When automating something, you often need to “login” to maintain some sort of session/state with the server. Sometimes this is achieved with form-based authentication and cookies. You post a form to the server, and it responds with a cookie in the incoming HTTP header. You need to pass this cookie back to the server in subsequent requests to maintain state or to keep a session alive.

Here is an example of how to deal with cookies when doing your HTTP Post.

First, lets import the modules we will use:

import urllib
import httplib2

Now, lets define the data we will need. In this case, we are doing a form post with 2 fields representing a username and a password.

url = 'http://www.example.com/login'  
body = {'USERNAME': 'foo', 'PASSWORD': 'bar'}
headers = {'Content-type': 'application/x-www-form-urlencoded'}

Now we can send the HTTP request:

http = httplib2.Http()
response, content = http.request(url, 'POST', headers=headers, body=urllib.urlencode(body))

At this point, our “response” variable contains a dictionary of HTTP header fields that were returned by the server. If a cookie was returned, you would see a “set-cookie” field containing the cookie value. We want to take this value and put it into the outgoing HTTP header for our subsequent requests:

headers['Cookie'] = response['set-cookie']

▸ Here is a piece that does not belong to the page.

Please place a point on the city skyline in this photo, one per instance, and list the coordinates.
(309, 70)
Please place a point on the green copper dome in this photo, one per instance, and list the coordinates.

Now we can send a request using this header and it will contain the cookie, so the server can recognize us.

So… here is the whole thing in a script. We login to a site and then make another request using the cookie we received:

#!/usr/bin/env python

import urllib
import httplib2

http = httplib2.Http()

url = 'http://www.example.com/login'  
body = {'USERNAME': 'foo', 'PASSWORD': 'bar'}
headers = {'Content-type': 'application/x-www-form-urlencoded'}
response, content = http.request(url, 'POST', headers=headers, body=urllib.urlencode(body))

headers = {'Cookie': response['set-cookie']}

url = 'http://www.example.com/home'  
response, content = http.request(url, 'GET', headers=headers)

Proxies

httplib2 can use a SOCKS proxy if the third-party socks module is installed.

Here is an example of how to use the proxy support:

import httplib2
import socks

httplib2.debuglevel=4
h = httplib2.Http(proxy_info = httplib2.ProxyInfo(socks.PROXY_TYPE_HTTP, 'localhost', 8000))
r,c = h.request("http://bitworking.org/news/")